Characteristics of Epitaxial Graphene on SiC/Si Substrates in the Radio Frequency Spectrum

Graphene is expected to bring substantial benefits for high-frequency applications, however, most of the studies in this area are based on theory. Here, the properties of epitaxial graphene grown on intrinsic silicon carbide on silicon substrates are investigated for potential radio frequency (RF) applications. Metal coplanar waveguides (CPWs) are fabricated that employ graphene as a shunt between the signal and ground planes. The CPWs are used for characterizing the frequency-dependent behavior of the sheet resistance of the graphene shunt from 10 MHz to 10 GHz.

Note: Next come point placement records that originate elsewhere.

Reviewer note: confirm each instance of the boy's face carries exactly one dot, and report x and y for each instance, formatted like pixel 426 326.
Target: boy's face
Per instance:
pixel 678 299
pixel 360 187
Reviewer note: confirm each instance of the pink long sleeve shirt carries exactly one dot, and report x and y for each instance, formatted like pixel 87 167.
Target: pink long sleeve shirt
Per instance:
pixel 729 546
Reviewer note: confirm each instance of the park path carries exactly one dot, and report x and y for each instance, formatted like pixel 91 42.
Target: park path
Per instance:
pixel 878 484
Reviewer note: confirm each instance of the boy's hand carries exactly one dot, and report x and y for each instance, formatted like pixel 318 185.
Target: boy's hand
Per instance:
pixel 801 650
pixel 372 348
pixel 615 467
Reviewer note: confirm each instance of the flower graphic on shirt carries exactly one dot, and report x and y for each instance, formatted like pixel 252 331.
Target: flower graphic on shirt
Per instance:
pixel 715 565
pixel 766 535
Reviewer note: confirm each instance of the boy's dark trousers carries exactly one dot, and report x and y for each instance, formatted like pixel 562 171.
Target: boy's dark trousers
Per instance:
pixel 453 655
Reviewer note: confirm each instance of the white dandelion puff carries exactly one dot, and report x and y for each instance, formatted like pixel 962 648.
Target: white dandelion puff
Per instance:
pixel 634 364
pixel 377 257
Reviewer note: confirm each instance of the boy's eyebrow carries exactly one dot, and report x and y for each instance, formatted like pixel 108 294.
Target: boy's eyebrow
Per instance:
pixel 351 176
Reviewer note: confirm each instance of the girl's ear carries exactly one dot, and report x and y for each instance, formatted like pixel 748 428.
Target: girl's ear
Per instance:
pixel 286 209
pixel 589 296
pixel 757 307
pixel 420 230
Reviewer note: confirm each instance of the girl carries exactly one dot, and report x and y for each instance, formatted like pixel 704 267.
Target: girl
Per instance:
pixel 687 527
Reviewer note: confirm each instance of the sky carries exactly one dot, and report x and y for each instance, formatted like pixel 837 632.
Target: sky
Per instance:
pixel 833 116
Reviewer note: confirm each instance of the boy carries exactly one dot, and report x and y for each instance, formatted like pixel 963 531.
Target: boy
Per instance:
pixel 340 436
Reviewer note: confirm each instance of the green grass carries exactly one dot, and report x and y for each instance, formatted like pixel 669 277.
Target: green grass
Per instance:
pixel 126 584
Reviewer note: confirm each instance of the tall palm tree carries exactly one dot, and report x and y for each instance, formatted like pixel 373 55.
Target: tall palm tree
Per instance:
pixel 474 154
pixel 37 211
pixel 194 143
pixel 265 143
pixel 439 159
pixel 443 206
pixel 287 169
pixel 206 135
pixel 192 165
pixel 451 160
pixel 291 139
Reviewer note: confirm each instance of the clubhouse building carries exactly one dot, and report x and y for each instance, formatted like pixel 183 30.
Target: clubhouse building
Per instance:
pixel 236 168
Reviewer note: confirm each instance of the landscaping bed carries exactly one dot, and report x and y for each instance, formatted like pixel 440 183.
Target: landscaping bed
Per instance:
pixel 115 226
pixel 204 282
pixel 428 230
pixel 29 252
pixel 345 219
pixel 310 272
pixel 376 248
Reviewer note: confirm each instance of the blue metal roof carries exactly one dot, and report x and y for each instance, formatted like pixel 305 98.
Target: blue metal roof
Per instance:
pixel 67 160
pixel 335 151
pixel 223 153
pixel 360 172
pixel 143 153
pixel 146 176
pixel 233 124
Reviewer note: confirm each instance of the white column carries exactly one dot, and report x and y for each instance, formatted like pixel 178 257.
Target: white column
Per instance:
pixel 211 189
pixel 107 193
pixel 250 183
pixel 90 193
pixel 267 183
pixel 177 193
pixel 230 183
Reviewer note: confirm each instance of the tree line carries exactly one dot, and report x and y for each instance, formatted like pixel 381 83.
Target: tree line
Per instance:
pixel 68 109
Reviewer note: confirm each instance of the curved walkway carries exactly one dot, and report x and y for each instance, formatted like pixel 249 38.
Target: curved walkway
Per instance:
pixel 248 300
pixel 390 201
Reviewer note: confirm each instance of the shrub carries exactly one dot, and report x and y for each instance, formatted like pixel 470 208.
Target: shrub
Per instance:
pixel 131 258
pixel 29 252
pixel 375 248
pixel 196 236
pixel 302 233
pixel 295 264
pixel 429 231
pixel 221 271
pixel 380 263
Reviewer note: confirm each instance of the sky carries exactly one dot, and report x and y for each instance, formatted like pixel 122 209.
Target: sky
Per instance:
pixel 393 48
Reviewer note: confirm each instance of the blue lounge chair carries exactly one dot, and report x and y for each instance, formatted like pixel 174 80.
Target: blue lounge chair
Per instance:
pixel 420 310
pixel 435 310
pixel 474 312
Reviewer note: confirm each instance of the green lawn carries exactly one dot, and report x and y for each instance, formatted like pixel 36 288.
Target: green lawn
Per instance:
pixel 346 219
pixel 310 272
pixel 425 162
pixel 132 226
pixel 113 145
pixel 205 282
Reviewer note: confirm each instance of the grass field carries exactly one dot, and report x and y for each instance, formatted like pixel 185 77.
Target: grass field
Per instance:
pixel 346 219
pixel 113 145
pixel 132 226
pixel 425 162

The process involves evaluating the CPW's RLCG transmission line parameters and comparing them to a reference un-shunted CPW to extract the sheet resistance. We find that the quality of the metal contact with graphene is one key parameter to observe adequate current injection in the 2D material in the RF spectrum. A mild argon plasma treatment was applied to reach an adequate contact quality. Furthermore, we observe a monotonic decrease of the sheet resistance of the epitaxial graphene for frequencies roughly above 100 MHz. We attribute this behavior to the progressively smaller influence of small-scale discontinuities, such as grain sizes, at those higher frequencies.